Cela révèle la crise d'un parti qui ne sait plus mobiliser malgré une médiatisation importante de ce scrutin. Cette primaire n'a guère passionné. Emmanuel Macron et Jean-Luc Mélenchon en constituent d'ores et déjà les vainqueurs. Et cette affaire de «gonflette» va être un boulet supplémentaire au pied du vainqueur du scrutin. J'y vois deux responsables: le principe des primaires qui va à l'encontre de la conception gaullienne des institutions, et qui a donné à la gauche et à la France un mauvais président ; et ce mauvais président lui-même qui a fait dissoudre sa majorité en ne respectant pas ses engagements, qui a multiplié les coups de billards à trois bandes qui se sont retournés contre lui, au point de ne plus être en situation d'être candidat à sa succession. A cet égard, on se souviendra du congrès qui avait opposé ce même François Hollande à Jean-Luc Mélenchon après l'élection présidentielle de 2002. Hollande et Mélenchon s'étaient arrangés sur leurs scores respectifs avant le scrutin (déjà!) et le premier n'avait pas respecté sa parole. En voyant que c'est un lieutenant du second qui a le premier soupçonné la fraude, on se dit que la boucle est bouclée et que Jean-Luc Mélenchon tient sa revanche.
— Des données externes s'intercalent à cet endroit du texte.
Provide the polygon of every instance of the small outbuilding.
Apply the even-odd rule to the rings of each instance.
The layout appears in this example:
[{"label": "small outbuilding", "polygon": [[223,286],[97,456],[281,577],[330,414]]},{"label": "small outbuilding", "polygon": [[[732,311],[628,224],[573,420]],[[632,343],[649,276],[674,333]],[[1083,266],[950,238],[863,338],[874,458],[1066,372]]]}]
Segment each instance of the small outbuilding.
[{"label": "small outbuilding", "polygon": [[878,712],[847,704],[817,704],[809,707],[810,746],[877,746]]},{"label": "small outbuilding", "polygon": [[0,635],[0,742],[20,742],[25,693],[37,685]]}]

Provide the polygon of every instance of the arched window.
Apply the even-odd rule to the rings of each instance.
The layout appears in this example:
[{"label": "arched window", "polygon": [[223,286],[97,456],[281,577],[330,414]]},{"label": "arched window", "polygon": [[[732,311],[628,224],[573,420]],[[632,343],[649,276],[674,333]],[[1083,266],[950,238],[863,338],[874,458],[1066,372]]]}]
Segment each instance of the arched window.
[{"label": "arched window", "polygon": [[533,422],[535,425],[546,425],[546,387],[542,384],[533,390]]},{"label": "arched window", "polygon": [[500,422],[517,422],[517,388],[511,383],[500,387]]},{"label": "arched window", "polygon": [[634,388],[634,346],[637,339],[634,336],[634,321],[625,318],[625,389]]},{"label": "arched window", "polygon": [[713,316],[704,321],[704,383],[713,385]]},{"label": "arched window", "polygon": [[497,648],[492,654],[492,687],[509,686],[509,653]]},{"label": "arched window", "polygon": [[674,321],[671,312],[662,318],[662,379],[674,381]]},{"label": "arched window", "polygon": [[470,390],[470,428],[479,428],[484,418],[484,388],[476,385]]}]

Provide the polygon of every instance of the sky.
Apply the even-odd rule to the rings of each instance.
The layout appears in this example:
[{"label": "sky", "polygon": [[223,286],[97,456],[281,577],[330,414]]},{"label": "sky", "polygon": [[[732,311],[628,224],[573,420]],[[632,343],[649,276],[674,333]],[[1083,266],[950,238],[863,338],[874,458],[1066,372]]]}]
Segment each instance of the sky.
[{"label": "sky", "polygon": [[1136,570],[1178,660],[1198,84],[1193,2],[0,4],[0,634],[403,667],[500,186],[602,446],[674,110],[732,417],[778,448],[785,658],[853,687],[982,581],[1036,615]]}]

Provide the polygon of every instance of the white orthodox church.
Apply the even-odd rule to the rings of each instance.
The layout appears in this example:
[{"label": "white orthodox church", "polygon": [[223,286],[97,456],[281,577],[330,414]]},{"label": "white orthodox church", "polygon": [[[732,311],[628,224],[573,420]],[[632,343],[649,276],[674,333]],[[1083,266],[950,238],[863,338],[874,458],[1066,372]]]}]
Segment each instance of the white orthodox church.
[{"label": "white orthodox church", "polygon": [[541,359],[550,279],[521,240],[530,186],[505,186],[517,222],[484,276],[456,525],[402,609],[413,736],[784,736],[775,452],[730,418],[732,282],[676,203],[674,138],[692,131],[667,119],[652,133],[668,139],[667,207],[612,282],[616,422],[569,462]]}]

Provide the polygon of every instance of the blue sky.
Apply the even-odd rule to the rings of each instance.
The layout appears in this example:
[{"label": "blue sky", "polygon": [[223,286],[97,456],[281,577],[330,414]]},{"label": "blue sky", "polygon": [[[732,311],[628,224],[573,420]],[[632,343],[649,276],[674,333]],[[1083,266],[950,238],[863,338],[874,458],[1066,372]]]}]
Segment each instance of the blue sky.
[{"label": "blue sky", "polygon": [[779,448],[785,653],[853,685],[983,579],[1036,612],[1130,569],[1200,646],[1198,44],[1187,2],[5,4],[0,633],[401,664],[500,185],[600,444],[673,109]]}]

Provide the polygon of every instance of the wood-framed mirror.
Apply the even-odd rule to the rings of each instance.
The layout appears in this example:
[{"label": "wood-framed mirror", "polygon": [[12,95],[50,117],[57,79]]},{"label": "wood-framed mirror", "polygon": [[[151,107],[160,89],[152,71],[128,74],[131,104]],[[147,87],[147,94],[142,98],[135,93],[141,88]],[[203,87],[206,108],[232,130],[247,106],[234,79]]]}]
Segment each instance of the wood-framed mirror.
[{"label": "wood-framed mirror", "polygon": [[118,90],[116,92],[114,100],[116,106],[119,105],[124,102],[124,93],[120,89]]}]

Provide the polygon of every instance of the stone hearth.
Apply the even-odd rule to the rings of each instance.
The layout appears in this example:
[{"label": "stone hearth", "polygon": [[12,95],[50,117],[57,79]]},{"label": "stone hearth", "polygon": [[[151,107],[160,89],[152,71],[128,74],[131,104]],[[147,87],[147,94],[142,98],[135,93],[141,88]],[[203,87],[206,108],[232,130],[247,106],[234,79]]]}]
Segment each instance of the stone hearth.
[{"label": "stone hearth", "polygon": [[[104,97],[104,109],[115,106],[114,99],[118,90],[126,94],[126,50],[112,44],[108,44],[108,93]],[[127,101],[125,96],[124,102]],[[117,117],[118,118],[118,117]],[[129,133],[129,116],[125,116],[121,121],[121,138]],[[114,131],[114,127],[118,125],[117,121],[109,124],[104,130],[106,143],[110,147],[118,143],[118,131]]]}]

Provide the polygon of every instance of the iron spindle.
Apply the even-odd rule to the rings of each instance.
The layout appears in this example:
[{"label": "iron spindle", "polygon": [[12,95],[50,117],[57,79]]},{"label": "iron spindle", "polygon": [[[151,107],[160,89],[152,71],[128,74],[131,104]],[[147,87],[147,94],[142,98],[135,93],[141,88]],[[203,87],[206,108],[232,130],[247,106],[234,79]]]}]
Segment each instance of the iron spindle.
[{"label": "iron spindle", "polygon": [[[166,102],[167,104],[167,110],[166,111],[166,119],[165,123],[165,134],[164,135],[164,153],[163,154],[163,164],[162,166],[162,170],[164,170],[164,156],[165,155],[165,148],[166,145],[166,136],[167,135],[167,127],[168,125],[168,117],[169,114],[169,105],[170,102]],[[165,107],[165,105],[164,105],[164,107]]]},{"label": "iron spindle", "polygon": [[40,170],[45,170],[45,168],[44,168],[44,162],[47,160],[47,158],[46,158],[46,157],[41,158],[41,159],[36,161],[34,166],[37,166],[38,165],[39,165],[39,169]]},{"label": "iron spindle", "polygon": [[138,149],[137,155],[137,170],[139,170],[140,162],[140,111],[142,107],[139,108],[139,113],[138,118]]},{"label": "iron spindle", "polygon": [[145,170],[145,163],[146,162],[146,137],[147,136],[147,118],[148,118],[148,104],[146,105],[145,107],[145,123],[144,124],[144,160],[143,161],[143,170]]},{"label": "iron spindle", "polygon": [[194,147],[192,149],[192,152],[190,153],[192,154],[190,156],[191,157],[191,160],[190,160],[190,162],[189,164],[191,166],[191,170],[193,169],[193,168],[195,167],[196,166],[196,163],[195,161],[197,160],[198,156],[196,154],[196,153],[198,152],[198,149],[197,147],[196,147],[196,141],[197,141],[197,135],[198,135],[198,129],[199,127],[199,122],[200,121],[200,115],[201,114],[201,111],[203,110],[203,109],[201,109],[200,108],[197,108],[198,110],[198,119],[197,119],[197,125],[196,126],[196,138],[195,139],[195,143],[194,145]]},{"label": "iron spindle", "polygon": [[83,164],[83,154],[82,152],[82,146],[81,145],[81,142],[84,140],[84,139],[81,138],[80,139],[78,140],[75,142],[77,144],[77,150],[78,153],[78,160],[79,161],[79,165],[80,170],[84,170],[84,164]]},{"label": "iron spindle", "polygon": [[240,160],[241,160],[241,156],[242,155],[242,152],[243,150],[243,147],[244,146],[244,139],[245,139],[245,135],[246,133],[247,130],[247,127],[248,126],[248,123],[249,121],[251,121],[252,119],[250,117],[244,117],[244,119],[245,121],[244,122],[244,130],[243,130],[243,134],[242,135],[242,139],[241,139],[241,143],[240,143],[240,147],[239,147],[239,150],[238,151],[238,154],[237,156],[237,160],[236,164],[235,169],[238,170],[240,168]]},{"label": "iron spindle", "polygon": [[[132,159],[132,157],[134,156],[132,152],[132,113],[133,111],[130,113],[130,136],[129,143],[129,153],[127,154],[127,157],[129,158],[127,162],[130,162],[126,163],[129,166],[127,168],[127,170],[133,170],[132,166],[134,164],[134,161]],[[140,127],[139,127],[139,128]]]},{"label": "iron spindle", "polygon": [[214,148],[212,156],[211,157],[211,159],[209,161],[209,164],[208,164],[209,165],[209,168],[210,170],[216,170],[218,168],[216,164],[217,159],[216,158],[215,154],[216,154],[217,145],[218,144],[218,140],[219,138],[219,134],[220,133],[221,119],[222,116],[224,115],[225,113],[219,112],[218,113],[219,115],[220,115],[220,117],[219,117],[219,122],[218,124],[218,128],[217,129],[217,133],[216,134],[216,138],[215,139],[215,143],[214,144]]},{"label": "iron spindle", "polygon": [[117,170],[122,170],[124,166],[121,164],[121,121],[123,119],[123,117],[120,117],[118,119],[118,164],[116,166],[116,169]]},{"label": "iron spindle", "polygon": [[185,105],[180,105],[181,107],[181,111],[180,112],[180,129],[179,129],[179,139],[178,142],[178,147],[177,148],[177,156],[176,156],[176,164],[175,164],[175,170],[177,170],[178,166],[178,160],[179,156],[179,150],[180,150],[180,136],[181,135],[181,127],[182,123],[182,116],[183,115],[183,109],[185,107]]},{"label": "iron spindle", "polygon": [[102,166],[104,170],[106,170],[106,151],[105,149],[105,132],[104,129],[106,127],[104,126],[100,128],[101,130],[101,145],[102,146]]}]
Peut-on parler de marginalisation, voire de disparition du PS?

Soit Valls gagne et il sera cannibalisé par Macron, laissant un boulevard à Mélenchon. Et on aura une PASOKisation du PS. Soit, c'est Hamon qui gagne: il sera cannibalisé par Mélenchon et on assistera à la CORBYNisation, ouvrant un boulevard à Macron. La seule manière pour échapper à ce destin était que ce rendez-vous de la primaire constitue un vrai succès démocratique. Cherchez l'erreur!